SEL is an important contributor to positive behavioural change, a necessary condition to achieve greater social cohesion and respect for peace, cultural diversity and human rights. Research in many OECD countries suggests that SEL is most effective when it is sequenced, active, focused and explicit (SAFE).1
SEL-based approaches should underpin the teaching and learning of Target 4.7 themes in ways that promote concrete and lasting learner commitment in these areas. Each education system needs to engage all learners in meaningful ways in order to motivate them to become responsible actors at the personal, community, national, and global levels. Such personal engagement begins in early childhood by building positive SEL experiences, adapting the application of these skills over time as the students mature. SEL effectiveness increases when it is tailored to contextual factors, such as students’ emerging language skills, teachers’ capacities, and realistic options for young people’s engagement in Target 4.7 themes beyond their schools.

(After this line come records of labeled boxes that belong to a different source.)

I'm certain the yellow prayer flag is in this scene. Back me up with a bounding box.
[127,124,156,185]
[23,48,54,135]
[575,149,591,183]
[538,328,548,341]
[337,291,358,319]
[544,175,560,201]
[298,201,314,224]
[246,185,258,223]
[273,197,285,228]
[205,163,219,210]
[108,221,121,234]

Finally, a new generation of textbooks is needed to create synergies between current academic, institutional and practitioner interest in SEL and related approaches, such as ‘life skills’ and ‘21st century skills’ in in order to promote local, national and global citizenship and sustainable development.
1 Durlak, J. A., Weissberg, R. P., Dymnicki, A. B., Taylor, R. D., & Schellinger, K. B. (2011). The Impact of Enhancing Students’ Social and Emotional Learning: A Meta-Analysis of School-Based Universal Interventions. Child Development, 82(1), 405- 432.